Selon jugement en date du 16 février 2023, le juge des contentieux de la protection du tribunal de proximité de Saint-Germain en Laye a notamment : _ constaté les conditions d’acquisition de la clause résolutoire insérée au bail sont réunies à la date du 9 juillet 2022 ; _ condamné Monsieur [R] [G] à payer à la société SEQUENS la somme de 1.665,22 euros représentant les loyers et charges impayés restant dus ; _ autorisé Monsieur [R] [G] à se libérer de cette dette par dix mensualités de 150 euros chacune et une onzième qui soldera la dette ; _ suspendu les effets de la clause résolutoire pendant l’exécution des délais accordés ; _ dit que si les délais accordés sont entièrement respectés, la clause résolutoire sera réputée n’avoir jamais joué et le bail se poursuivra ; _ dit que dans le cas contraire, la clause résolutoire sera acquise et en conséquence, le bail sera considéré comme résilié de plein droit, Monsieur [R] [G] devra quitter les lieux et il pourra être procédé à son expulsion ainsi qu’à celle de tous occupants de son chef passé un délai de deux mois suivant la délivrance d’un commandement d’avoir à libérer les lieux.
La décision a été signifiée à Monsieur [R] [G] le 27 avril 2023.

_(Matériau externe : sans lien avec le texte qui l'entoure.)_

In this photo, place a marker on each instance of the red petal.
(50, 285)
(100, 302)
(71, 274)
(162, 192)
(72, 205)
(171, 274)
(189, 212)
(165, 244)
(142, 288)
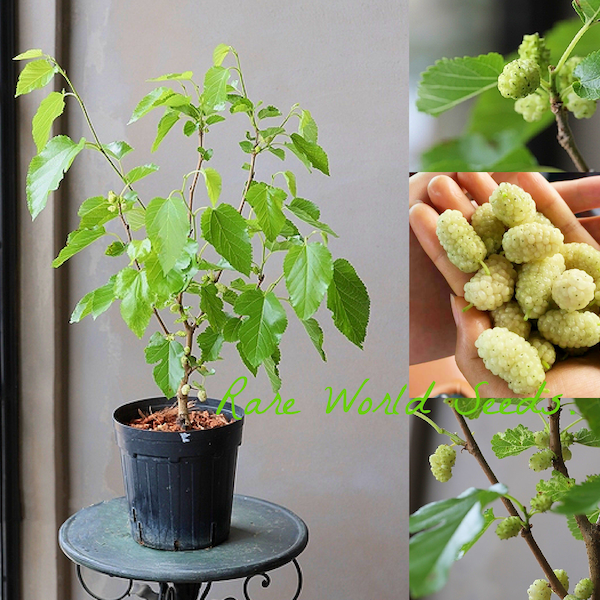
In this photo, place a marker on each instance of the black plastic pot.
(179, 486)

Par acte de commissaire de justice en date du 7 février 2024, au visa du jugement précité, la société SEQUENS a fait délivrer à Monsieur [R] [G] un commandement de quitter les lieux. Par requête enregistrée au greffe le 22 février 2024, Monsieur [R] [G] a saisi le juge de l’exécution afin de se voir accorder un délai pour quitter les lieux.
L’affaire a été retenue à l’audience du 27 mars 2024 au cours de laquelle Monsieur [R] [G] a sollicité un délai de 12 mois pour quitter les lieux.

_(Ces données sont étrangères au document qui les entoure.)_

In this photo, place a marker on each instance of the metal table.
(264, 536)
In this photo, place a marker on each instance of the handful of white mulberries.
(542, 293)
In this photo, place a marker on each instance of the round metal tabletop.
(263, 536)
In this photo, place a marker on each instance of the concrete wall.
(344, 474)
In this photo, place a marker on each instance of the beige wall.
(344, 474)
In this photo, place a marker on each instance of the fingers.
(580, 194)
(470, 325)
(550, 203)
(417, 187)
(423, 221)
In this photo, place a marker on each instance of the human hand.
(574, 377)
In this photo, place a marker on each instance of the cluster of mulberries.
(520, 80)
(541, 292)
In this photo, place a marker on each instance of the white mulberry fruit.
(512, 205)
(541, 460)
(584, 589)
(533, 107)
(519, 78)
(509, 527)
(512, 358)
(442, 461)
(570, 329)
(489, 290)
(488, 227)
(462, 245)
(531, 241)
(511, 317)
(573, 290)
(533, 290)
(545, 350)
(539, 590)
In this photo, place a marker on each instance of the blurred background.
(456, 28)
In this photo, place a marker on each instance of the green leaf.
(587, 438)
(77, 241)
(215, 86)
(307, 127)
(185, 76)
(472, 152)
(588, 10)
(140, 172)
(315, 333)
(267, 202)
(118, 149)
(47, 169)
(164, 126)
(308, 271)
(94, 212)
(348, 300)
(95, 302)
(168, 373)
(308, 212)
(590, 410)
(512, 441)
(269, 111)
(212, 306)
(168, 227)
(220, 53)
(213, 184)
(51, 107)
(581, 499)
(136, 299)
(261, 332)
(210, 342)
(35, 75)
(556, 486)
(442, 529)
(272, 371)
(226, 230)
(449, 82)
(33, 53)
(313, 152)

Aux termes de ses conclusions visées à l’audience, la société anonyme d’habitations à loyers modérés SEQUENS demande au juge de l'exécution de : Débouter Monsieur [R] [G] de sa demande de délai ;Subsidiairement, si des délais sont accordés qu’ils soient subordonnés au paiement des indemnités d’occupation ;Le condamner au paiement de la somme de 800 euros au titre de l’article 700 du code de procédure civile ;Ordonner l’exécution provisoire ;Le condamner aux entiers dépens. Pour un exposé détaillé des moyens et prétentions des parties, il est renvoyé à la note d'audience et à leurs écritures conformément à l’article 455 du code de procédure civile. L’affaire a été mise en délibéré au 19 avril 2024, par mise à disposition au greffe.
MOTIFS DE LA DÉCISION
À titre liminaire, il convient de rappeler qu'il n'y a pas lieu de statuer sur les demandes de constatations, même lorsqu'elles sont libellées sous la forme d'une demande tendant à voir " dire que " ou " juger que " formées dans les écritures des parties, dans la mesure où elles ne constituent pas des prétentions au sens de l'article 4 du code de procédure civile mais recèlent en réalité les moyens des parties.
Sur la demande de délais
En application de l'article L. 412-3 du code des procédures civiles d’exécution, dans sa version applicable au 29 juillet 2023, le juge peut accorder des délais renouvelables aux occupants de lieux habités ou de locaux à usage professionnel, dont l'expulsion a été ordonnée judiciairement, chaque fois que le relogement des intéressés ne peut avoir lieu dans des conditions normales.